Глава 4
Операция называлась «Мальчик». Женя узнал об этом на следующее утро, когда приступили к генеральной репетиции кровавого действа. Часов в восемь его разбудили, отправили в ванную приводить себя в порядок, накормили завтраком, а потом под конвоем Толика снова спустили в подвал. На экскурсию. Всего на пять минут. Но этих пяти минут хватило, чтобы понять: надежды на спасение нет, бежать не стоит и пытаться, любое самовольное действие наказуемо, наказание одно – долгая, мучительная смерть.
Сначала Женя не мог ничего разглядеть – после яркого дневного света глаза не сразу привыкли к темноте. Но вот Толик, его слуга-тюремщик, подкрутил что-то в своей керосиновой лампе, и Женя увидел Нину.
Он не готов был к такому зрелищу, несмотря на вчерашний кошмар. Она лежала, скорчившись, в углу, на какой-то грязной подстилке. Сквозь разорванную в клочья одежду проглядывало истерзанное, в ужасных кровоподтеках тело, вместо правого глаза зияла страшная кровавая рана.

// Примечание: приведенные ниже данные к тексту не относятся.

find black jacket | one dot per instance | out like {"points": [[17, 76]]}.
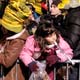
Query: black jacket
{"points": [[72, 27]]}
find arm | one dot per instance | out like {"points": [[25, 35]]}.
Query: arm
{"points": [[65, 51], [11, 52], [27, 51]]}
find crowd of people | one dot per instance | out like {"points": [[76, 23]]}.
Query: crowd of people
{"points": [[33, 32]]}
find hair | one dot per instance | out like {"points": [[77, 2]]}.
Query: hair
{"points": [[44, 29], [31, 7], [32, 24], [56, 2]]}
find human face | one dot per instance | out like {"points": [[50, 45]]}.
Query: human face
{"points": [[54, 10], [51, 39]]}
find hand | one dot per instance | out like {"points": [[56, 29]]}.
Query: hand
{"points": [[33, 66], [52, 59]]}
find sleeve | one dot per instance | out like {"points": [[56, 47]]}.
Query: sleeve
{"points": [[64, 52], [27, 52], [11, 52]]}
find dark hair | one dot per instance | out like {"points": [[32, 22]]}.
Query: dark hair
{"points": [[31, 25], [56, 2], [44, 29], [31, 7]]}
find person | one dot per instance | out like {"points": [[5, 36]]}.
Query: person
{"points": [[58, 14], [13, 39], [72, 27], [45, 45], [71, 32]]}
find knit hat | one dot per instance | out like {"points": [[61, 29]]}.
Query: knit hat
{"points": [[14, 16]]}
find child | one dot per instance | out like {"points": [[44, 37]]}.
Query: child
{"points": [[46, 44]]}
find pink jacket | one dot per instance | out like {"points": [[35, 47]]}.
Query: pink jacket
{"points": [[28, 50]]}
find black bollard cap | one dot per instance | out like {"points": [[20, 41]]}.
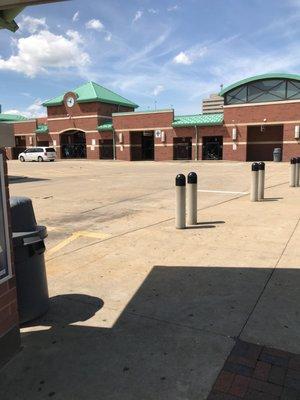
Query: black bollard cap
{"points": [[180, 180], [192, 177], [293, 160]]}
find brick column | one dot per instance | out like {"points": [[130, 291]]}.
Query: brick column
{"points": [[9, 326]]}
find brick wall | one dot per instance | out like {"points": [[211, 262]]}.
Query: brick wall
{"points": [[143, 120], [9, 329], [285, 114]]}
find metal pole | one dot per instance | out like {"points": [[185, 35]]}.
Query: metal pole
{"points": [[261, 180], [254, 182], [293, 172], [192, 199], [114, 144], [180, 216], [297, 179], [196, 149]]}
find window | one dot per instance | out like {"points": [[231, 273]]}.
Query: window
{"points": [[264, 91]]}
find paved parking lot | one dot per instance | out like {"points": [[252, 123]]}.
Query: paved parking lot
{"points": [[140, 310]]}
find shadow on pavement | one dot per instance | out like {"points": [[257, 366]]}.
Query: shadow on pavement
{"points": [[169, 342], [23, 179]]}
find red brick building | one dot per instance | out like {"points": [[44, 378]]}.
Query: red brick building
{"points": [[259, 114]]}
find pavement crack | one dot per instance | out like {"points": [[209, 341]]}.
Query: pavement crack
{"points": [[269, 278]]}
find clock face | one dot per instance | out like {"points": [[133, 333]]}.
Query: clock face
{"points": [[70, 101]]}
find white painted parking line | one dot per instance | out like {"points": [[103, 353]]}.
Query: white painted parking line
{"points": [[221, 191]]}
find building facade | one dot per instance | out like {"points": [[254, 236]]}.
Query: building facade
{"points": [[213, 104], [260, 114]]}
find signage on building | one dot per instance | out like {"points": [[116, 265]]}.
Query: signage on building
{"points": [[5, 260]]}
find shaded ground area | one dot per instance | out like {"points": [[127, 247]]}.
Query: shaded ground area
{"points": [[141, 310]]}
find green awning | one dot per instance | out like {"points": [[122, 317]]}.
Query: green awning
{"points": [[107, 126], [198, 120], [11, 118], [92, 92], [42, 128]]}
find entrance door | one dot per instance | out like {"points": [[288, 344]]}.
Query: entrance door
{"points": [[106, 149], [73, 144], [182, 148], [212, 148], [148, 146]]}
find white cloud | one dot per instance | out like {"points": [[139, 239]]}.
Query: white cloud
{"points": [[153, 10], [75, 16], [43, 51], [31, 24], [108, 37], [190, 56], [173, 8], [95, 24], [182, 58], [137, 15], [34, 110], [158, 89]]}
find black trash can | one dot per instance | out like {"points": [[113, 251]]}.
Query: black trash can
{"points": [[29, 249], [277, 154]]}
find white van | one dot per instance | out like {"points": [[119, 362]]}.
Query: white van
{"points": [[38, 154]]}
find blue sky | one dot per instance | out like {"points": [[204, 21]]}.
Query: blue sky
{"points": [[173, 53]]}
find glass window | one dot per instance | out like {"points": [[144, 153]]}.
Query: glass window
{"points": [[293, 90], [264, 91], [267, 90]]}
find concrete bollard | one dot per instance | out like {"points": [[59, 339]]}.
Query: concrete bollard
{"points": [[294, 165], [180, 213], [192, 198], [297, 178], [254, 182], [261, 181]]}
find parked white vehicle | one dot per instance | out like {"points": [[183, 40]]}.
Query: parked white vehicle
{"points": [[38, 154]]}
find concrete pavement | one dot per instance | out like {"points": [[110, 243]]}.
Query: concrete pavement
{"points": [[145, 311]]}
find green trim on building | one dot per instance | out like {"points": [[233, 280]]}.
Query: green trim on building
{"points": [[42, 128], [107, 126], [198, 120], [259, 78], [11, 117], [92, 92]]}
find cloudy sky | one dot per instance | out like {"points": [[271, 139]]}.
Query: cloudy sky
{"points": [[173, 53]]}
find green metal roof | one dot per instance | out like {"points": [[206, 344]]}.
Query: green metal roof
{"points": [[106, 126], [90, 92], [198, 120], [7, 17], [11, 117], [259, 78], [42, 128]]}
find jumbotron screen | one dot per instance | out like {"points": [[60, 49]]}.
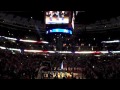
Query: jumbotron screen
{"points": [[57, 17]]}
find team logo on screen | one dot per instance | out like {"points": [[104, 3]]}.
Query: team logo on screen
{"points": [[57, 17]]}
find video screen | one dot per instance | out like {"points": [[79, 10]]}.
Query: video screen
{"points": [[57, 17], [59, 30]]}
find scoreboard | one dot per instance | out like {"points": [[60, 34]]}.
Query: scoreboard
{"points": [[58, 22]]}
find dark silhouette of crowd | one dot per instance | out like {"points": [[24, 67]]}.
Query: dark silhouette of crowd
{"points": [[14, 65]]}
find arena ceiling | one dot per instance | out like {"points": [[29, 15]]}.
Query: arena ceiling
{"points": [[93, 11]]}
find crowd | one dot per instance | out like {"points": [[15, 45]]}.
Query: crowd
{"points": [[14, 65]]}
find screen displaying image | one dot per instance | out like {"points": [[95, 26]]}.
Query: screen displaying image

– Да, это она, твоя нежная любовница, – заговорил вчерашний интеллигентный голос из темноты. Женя вздрогнул – он не знал, что этот человек снова здесь, его Женя боялся больше всех, понимая, что он главный и именно от него зависит его собственная жизнь. – Красивая женщина была, ничего не скажешь. Сейчас, конечно, уже не то. Хрупкая вещь – красота, очень хрупкая. Как легко ее разбить и превратить в нечто совершенно противоположное. Грустно это, – говоривший горестно вздохнул. – А еще грустнее, когда ты чувствуешь себя виновником этого разрушения. Не правда ли, Женечка? – Он немного помолчал, а потом заговорил снова: – Но еще не все потеряно, то есть главное не потеряно, и ты можешь выправить положение. Нет, красоту Нине уже не вернуть, что да то да, но можно избавить ее от дальнейших мучений, можно спасти ей жизнь.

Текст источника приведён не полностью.